Building an Article Extraction Python API with newspaper3k and flask

Today, I was working on an application that required me to extract the main content html for a web page. This is called article extraction. Most of the time you want to extract the text of the article but I wanted to extract the HTML of the context. For example, if you are reading following WashingtonPost article then I want to extract the main HTML content on the left. I don’t want sidebar HTML containing ads or other information.

A7FrqiN.png!web

In this post, I will cover how to article extraction API with newspaper3k and flask framework.

Step 1: Create Python 3.7 virtualenv

To use Flair you need Python 3.7. We will start by creating a Python 3.7 virtualenv

$ python3.7 -m venv venv

Next, we activate the virtualenv

$ source venv/bin/activate

Next, you can check Python version

(pyeth) $ python --version

Python 3.7.2

Step 2: Install newspaper3k and flask package

To install newspaper3k and flask we will use pip as shown below

$ pip install newspaper3k flask

The above command will install all the required packages needed to build our API.

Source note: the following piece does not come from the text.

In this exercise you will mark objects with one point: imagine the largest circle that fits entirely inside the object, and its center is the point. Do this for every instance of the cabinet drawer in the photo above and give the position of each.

Step 3: Create a REST API to analyse sentiments

Create a new file called app.py under the application directory.

$ touch app.py

Copy the following source code and paste it in app.py source file

from flask import Flask, jsonify, request
from newspaper import Article, Config
import lxml
from html import unescape

app = Flask(__name__)

@app.route('/api/v1/extract', methods=['POST'])
def extract_html():
    print("Inside extract")
    print(request)
    if not request.json or not 'articleUrl' in request.json:
        abort(400)
    article_url = request.json['articleUrl']
    article_html = extract_article_html(article_url)
    response = {'articleHtml': article_html}
    return jsonify(response), 200

def extract_article_html(url):
    config = Config()
    config.keep_article_html = True
    article = Article(url, config=config)

    article.download()
    article.parse()

    article_html = article.article_html

    html = lxml.html.fromstring(article_html)
    for tag in html.xpath('//*[@class]'):
        tag.attrib.pop('class')

    return lxml.html.tostring(html).decode('utf-8')

The code shown above does the following:

It imports Flask classes and functions
Next, we import Article and Config classes from newsppater3k library
Next, we defined a POST route mapping to /api/v1/extract url. This API endpoint will receive the article URL in a JSON body. We extracted the HTML of the main content using the newspaper3k Article class. We passed configuration option to keep article HTML in the Article object. If you don’t pass this configuration option then article_html will be empty.
Finally, we transformed the HTML by removing class attribute from all HTML elements.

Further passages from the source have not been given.